Most mild to moderate sprains and strains can be treated at home using the PRICE technique.

Self care tips:

  • PRICE stands for protection, rest, ice, compression and elevation. For information on applying PRICE.
  • For the first 72 hours after a sprain or muscle strain you should avoid heat, such as hot baths, alcohol, running and massage.
  • Try to stay mobile with a sprained joint, unless you have a severe ankle sprain. This is because the injury will heal quicker if you move the joint as soon as you’re able to.
  • If you feel pain from a strain or sprain, use paracetamol in the first instance. If paracetamol doesn’t help, a stronger painkiller such as codeine, which is available only on prescription, may be needed.

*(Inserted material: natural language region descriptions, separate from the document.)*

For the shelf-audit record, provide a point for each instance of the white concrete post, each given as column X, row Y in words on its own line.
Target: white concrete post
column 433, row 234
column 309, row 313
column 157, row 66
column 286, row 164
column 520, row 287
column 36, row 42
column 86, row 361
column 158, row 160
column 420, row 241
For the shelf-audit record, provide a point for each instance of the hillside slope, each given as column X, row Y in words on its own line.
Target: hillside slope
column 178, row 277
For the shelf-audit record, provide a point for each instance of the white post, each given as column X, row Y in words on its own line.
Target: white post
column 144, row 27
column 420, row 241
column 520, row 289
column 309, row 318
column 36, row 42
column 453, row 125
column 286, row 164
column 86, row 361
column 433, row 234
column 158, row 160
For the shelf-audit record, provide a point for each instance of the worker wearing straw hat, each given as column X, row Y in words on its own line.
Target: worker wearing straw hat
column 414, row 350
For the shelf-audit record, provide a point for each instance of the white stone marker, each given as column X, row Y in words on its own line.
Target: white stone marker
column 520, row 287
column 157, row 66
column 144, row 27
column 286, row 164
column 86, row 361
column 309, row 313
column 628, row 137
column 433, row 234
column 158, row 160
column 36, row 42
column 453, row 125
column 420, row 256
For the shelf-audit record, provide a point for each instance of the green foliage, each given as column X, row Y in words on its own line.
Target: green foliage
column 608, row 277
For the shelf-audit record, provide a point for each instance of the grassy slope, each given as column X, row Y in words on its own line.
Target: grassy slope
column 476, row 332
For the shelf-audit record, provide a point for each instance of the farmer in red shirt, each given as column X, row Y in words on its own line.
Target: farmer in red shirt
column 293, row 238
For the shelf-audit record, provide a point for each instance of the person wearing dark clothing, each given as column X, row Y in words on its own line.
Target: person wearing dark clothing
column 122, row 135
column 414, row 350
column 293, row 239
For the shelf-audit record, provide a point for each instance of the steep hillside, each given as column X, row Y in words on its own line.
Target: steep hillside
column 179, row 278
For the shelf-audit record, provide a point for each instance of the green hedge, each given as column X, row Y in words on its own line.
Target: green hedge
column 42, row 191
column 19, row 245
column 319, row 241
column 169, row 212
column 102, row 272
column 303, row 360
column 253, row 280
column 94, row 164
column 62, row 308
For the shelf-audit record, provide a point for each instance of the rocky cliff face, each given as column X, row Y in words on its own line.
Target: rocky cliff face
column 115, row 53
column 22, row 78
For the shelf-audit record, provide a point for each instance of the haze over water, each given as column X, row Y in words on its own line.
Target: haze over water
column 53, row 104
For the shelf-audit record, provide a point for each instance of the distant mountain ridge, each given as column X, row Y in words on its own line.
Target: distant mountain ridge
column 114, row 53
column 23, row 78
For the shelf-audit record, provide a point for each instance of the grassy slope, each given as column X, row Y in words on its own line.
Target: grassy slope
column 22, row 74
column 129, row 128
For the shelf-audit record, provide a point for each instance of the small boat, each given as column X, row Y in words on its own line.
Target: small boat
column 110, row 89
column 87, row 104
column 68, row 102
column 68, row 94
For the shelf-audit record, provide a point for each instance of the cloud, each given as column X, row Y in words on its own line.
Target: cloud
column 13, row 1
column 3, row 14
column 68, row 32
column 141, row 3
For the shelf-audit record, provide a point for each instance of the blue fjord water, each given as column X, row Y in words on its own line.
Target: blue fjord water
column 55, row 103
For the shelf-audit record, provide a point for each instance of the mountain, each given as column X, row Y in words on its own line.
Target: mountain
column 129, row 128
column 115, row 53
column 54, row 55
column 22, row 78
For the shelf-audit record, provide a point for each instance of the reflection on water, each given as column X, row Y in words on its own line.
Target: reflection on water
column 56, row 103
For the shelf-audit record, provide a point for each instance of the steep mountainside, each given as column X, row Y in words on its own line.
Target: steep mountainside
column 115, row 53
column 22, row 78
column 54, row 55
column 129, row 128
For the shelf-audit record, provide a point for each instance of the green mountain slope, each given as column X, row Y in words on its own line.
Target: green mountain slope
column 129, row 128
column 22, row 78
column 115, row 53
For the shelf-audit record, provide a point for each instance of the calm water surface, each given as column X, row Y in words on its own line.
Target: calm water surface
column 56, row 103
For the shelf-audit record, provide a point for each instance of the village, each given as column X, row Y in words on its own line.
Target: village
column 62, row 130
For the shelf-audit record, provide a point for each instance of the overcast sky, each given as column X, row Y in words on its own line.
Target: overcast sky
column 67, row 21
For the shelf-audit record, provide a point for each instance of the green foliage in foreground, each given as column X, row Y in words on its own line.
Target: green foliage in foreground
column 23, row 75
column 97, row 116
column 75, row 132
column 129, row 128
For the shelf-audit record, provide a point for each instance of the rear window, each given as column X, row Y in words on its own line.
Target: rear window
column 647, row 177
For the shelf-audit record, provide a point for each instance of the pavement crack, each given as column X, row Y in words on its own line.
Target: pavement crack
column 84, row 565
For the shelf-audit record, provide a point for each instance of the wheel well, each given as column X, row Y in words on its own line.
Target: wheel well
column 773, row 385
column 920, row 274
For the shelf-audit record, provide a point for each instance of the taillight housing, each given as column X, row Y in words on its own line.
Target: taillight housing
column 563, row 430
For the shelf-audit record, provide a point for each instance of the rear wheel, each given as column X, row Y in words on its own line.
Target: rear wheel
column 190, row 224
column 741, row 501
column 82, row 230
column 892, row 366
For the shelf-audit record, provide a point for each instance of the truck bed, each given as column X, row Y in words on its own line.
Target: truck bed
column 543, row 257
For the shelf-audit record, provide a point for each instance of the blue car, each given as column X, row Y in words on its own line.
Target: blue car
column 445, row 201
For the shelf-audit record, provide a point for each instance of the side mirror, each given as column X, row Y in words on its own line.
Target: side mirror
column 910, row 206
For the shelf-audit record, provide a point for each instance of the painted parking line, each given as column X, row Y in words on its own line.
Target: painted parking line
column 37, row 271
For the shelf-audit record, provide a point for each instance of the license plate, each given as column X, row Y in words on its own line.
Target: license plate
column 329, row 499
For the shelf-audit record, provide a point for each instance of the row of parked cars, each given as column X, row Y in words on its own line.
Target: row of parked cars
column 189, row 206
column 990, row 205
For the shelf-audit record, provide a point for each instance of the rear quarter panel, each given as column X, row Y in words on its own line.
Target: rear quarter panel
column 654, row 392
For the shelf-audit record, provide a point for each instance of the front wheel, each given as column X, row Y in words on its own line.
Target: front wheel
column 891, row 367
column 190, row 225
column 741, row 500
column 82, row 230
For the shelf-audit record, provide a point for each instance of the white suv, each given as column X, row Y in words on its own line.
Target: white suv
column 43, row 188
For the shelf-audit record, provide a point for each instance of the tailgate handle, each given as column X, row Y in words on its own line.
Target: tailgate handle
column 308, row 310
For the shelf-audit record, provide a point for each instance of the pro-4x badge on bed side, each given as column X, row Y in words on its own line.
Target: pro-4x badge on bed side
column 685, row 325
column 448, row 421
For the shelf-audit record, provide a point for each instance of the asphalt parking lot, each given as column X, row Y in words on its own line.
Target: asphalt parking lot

The length of time of recovery from a sprain or a strain will depend on the severity of the injury. Seek immediate medical treatment if your joint looks different from usual, is difficult or impossible to move, or you feel numbness or tingling.


Most headaches aren’t life threatening, and are usually relieved by medicines, relaxation techniques lifestyle changes.

Self care tips:

  • For pain relief, paracetamol usually works well to relieve a tension-type headache. It’s best to take a full dose as soon as a headache starts. A second dose can be taken after four hours if necessary.
  • Anti-inflammatory painkillers such as ibuprofen can be more effective than paracetamol for some people.
  • Drink plenty of non-alcoholic fluids, and avoid caffeine-based drinks, such as coffee and cola.

Most headaches will clear within a few hours. However, contact your GP or call NHS Direct on 0845 4647 if you develop new symptoms, your headache gets worse, or you’re still concerned or need further advice.